Sunday, March 01, 2009

What Are You Eating Under There?

There hasn't been much going on this week. Alison was in Halifax many days in a row, which bummed me out somewhat. But she came back Thursday night and we went out for dinner with some of my coworkers Friday night. That was nice. Then yesterday morning we went to the farmers' market for the first time in awhile. Bought some mealy apples and soggy potatoes and hung out with the wealthy hippies. We also stopped in at the Harvest Gallery, where they're having a small but inspiring printmaking show.

I'm still on popular internet not-quite-as-much-time-as-Facebook-but-still-a-lot-of-time-waster Twitter. The idea of it is to entertain and inform people who are interested enough to subscribe to your updates, by answering the question, "What are you doing?" in 140 characters or fewer. As a joke, I thought it would be funny to start an account for Eckhart Tolle, author of The Power of Now. He is all for detaching from the unimportant distractions of one's constantly changing "life story," in order to tune into and reidentify with the stillness which underlies all change, thereby trivializing its details. This is somewhat paradoxically achieved by focusing in on one's experiences in the present moment, to the exclusion of judgments about those experiences, which would be based on comparisons with an imagined future or a remembered past, neither of which actually exists at this moment.

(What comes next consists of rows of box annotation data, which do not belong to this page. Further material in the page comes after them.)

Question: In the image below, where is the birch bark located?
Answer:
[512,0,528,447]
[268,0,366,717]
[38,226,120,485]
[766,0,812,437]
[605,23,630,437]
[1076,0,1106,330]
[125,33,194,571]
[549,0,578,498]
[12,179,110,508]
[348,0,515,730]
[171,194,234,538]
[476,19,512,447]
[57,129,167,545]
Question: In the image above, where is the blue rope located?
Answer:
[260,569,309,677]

I admire his ideas very much, but thought I'd poke a little fun at him and simultaneously at Twitter and its distracting ilk by having him do updates from time to time that said things like, "Typing." Or, "Looking at a computer." I figured if anyone started "following" him, they'd soon see that it was a joke, have a chuckle, and move on. Well, he now has over 100 followers (as opposed to the 16 who follow real, non-joke me), some of whom have been expressing joy to have found him on there and to be reminded daily of his teachings. It's making me feel a little guilty. How can I tell them it's supposed to be a joke? Some of them don't even appear to speak English!

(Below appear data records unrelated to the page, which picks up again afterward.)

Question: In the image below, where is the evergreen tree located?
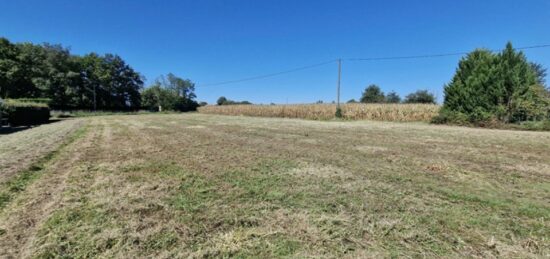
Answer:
[438,43,548,122]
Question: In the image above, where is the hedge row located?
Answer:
[0,100,50,126]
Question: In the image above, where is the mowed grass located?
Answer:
[0,114,550,258]
[199,103,440,122]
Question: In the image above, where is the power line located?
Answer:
[198,44,550,87]
[344,44,550,61]
[199,59,337,87]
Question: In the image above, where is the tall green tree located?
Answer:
[440,43,548,122]
[141,73,199,112]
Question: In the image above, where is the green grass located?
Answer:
[0,127,86,212]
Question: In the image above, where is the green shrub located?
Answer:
[0,100,50,126]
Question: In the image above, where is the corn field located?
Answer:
[199,103,440,122]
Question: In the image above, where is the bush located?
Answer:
[0,100,50,126]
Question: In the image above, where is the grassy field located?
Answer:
[199,103,440,122]
[0,114,550,258]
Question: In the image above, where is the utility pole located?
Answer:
[94,84,97,112]
[336,58,342,109]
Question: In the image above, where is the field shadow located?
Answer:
[0,119,61,135]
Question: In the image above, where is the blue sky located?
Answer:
[0,0,550,103]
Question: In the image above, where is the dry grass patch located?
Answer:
[199,103,439,121]
[0,114,550,258]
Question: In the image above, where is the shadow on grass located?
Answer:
[0,119,61,135]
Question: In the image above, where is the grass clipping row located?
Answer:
[199,103,440,122]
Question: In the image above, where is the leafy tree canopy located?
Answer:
[437,43,550,122]
[405,90,436,104]
[360,84,385,103]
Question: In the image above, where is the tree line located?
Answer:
[348,84,436,104]
[0,38,197,110]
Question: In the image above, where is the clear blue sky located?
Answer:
[0,0,550,103]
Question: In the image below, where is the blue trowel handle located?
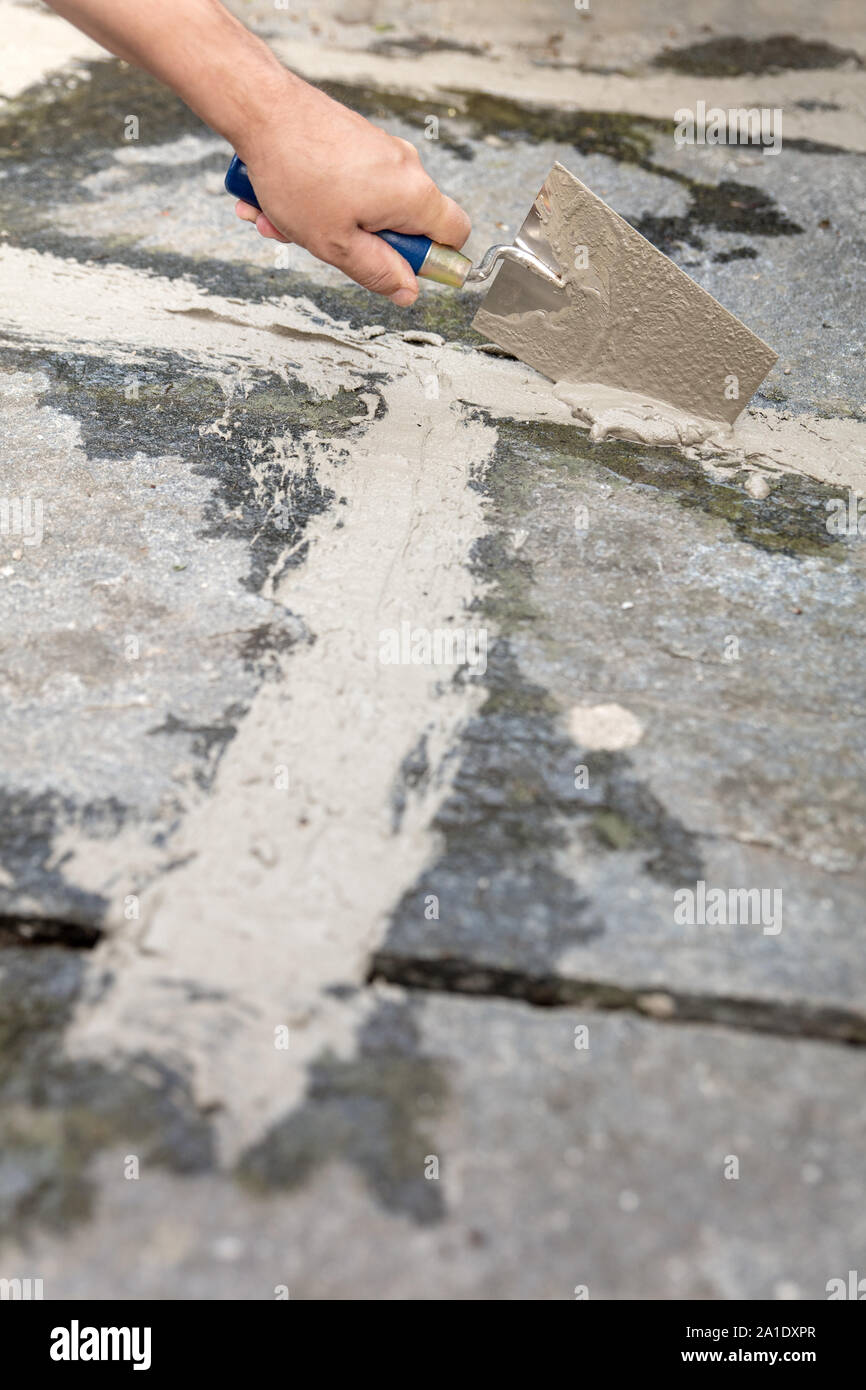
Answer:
[225,154,471,286]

The only other possibly significant thing I can think of to tell you about is that I've been reading and loving William James's Varieties of Religious Experience. It's the kind of book that I feel may very well change my life. I wonder how it's taken me till now to read it, but at the same time now seems to be the perfect moment for it. Forgive the presumption that you might be unfamiliar with such a modern classic (it was written in 1902), and let me just say that it's the first book to treat religion as a subject that might be studied scientifically, without thereby discrediting the validity of the phenomenon. And he is reconciling so many concepts I feel like I've spent my whole life trying to reconcile — science vs. religion; objective truth vs. subjective revelation; happiness vs. the necessity of hardship; transcendence of rational thought vs. the obligation to reason in morality — that I get all worked up and have to start reading out loud every time I pick it up, much to Alison's annoyance.

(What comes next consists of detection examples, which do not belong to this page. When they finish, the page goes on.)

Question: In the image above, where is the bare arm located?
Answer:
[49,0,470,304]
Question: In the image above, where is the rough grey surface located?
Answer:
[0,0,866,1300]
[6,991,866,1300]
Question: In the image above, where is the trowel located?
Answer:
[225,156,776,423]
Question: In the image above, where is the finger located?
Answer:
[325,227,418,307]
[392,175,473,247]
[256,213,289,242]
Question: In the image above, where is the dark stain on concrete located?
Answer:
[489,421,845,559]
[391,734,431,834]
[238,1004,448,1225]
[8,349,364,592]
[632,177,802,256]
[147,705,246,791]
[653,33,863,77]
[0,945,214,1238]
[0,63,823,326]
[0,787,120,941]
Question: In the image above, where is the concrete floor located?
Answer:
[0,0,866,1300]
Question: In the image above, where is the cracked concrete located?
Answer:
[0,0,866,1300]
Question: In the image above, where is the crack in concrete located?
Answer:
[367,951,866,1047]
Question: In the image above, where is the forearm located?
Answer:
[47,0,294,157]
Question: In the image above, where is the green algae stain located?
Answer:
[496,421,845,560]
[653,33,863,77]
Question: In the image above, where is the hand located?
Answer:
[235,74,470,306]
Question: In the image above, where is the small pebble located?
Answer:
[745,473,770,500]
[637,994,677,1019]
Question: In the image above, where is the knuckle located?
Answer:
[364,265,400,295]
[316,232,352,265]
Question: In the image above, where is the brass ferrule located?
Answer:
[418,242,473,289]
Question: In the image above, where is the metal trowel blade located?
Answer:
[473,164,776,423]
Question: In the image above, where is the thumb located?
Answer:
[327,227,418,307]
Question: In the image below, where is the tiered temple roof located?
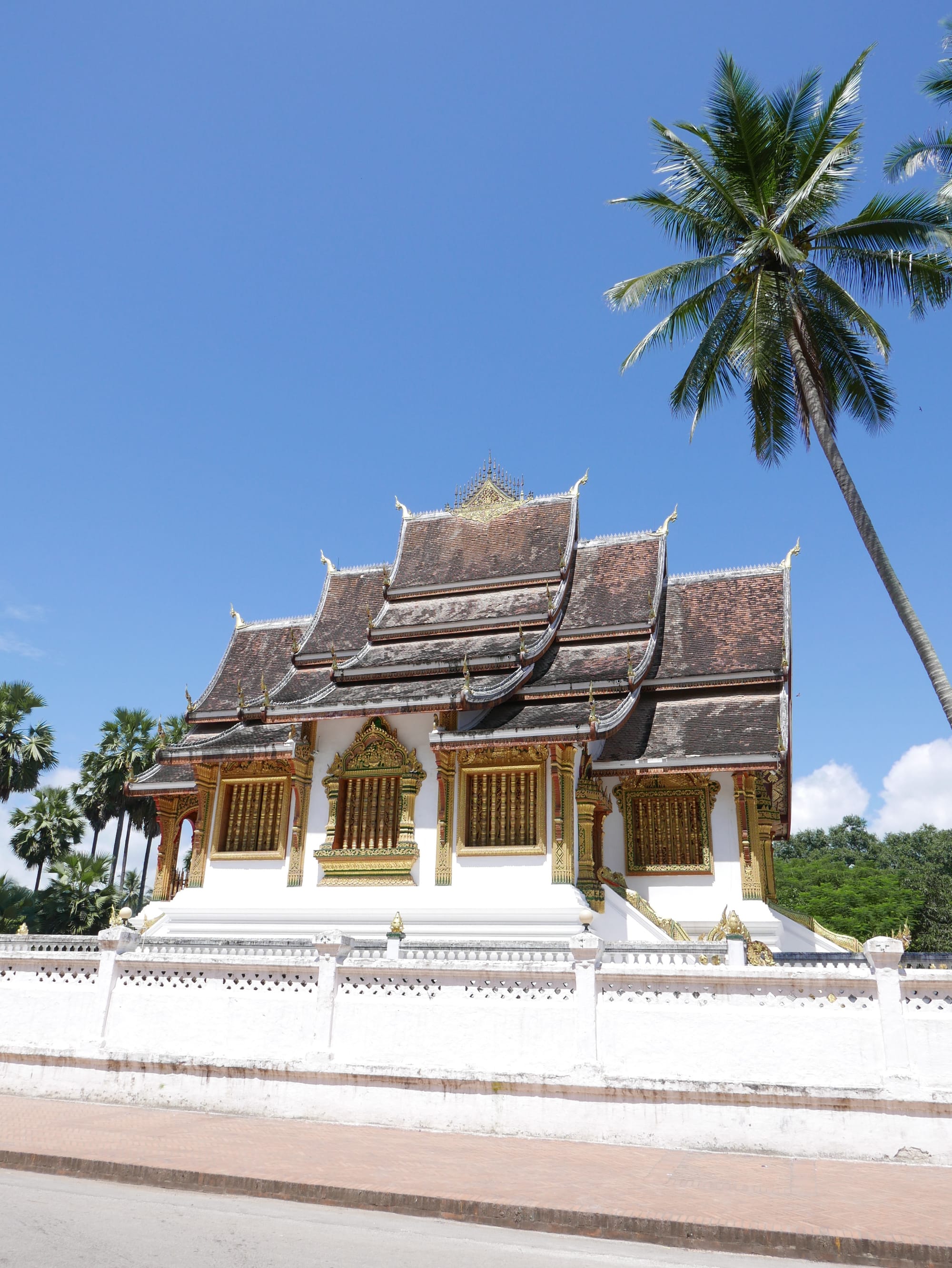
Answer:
[139,464,790,827]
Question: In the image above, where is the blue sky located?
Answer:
[0,0,952,870]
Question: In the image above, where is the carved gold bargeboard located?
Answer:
[615,775,720,876]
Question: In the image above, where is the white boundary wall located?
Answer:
[0,928,952,1165]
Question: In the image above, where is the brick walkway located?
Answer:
[0,1096,952,1266]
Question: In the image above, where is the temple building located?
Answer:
[129,461,849,951]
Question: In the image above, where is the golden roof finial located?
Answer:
[572,467,588,497]
[658,502,678,538]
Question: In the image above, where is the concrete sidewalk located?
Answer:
[0,1096,952,1266]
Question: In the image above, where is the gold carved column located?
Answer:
[436,752,456,885]
[575,757,611,912]
[189,766,218,889]
[288,723,316,888]
[549,744,575,885]
[734,771,768,901]
[152,792,197,903]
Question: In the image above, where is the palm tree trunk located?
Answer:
[787,327,952,727]
[109,808,126,885]
[119,815,132,885]
[139,832,155,910]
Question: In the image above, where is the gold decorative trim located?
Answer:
[550,744,575,885]
[320,718,426,885]
[615,773,720,876]
[152,792,198,903]
[575,753,611,912]
[210,762,292,862]
[697,907,774,965]
[189,763,218,889]
[314,846,419,885]
[456,746,547,859]
[767,903,863,955]
[598,867,691,942]
[436,752,456,885]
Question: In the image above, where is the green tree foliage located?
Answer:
[0,682,56,801]
[10,789,86,893]
[774,815,952,951]
[606,50,952,725]
[38,853,122,933]
[885,18,952,203]
[0,872,33,933]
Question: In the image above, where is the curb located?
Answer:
[0,1149,952,1268]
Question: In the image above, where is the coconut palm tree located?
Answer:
[606,50,952,725]
[10,789,86,894]
[40,853,117,933]
[0,682,56,801]
[883,18,952,203]
[98,709,159,885]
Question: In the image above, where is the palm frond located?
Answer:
[605,254,730,310]
[825,249,952,317]
[707,52,772,218]
[807,300,895,434]
[608,189,736,255]
[919,57,952,105]
[813,190,952,251]
[796,44,872,185]
[652,119,755,233]
[671,290,748,426]
[621,278,733,374]
[883,128,952,184]
[803,262,890,360]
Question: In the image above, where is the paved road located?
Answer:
[0,1169,832,1268]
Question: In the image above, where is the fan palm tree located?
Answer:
[10,789,86,894]
[606,50,952,725]
[0,682,56,801]
[883,18,952,203]
[40,853,122,933]
[72,749,113,859]
[98,709,159,885]
[0,872,33,933]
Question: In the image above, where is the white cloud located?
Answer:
[873,739,952,833]
[4,604,44,621]
[0,634,44,659]
[791,762,870,832]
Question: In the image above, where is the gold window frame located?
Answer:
[615,775,720,876]
[210,771,292,862]
[456,747,547,859]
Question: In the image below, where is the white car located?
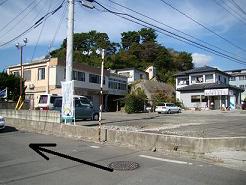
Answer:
[0,116,5,130]
[155,103,181,114]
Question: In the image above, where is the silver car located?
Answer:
[155,103,181,114]
[0,116,5,129]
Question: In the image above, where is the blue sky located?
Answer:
[0,0,246,71]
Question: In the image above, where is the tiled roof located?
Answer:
[175,66,230,76]
[177,83,244,92]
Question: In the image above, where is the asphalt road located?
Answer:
[76,110,246,138]
[0,127,246,185]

What about fiction, you ask? Good point. I still haven't had any contemporary novels recommended to me that might fill the need opened up by David Foster Wallace's suicide. I saw a collection of short stories in a bookstore yesterday that looked like it might be good: A Circle Is a Balloon and a Compass Both by Ben Greenman. Anyone read it or heard anything about it? Jeff, I guess I'm looking at you here. How about novels? Anyone?

- Andrew

P.S. Oh yeah, of course I'm still working away at promoting you-know-what university for prospective students. We've got a big new campaign rolling out soon. It won't be as exciting as this, but I think it's still pretty compelling.

P.P.S. Retraction: I also wanted to mention, apropos of nothing, that I really regret putting that She & Him record on my top ten list for 2008. I don't know what I was thinking. I had to take it off my iPod because it's frankly kind of irritating. Hope no one bought it on my account. The David Byrne and Brian Eno, on the other hand, is still getting plenty of play around here.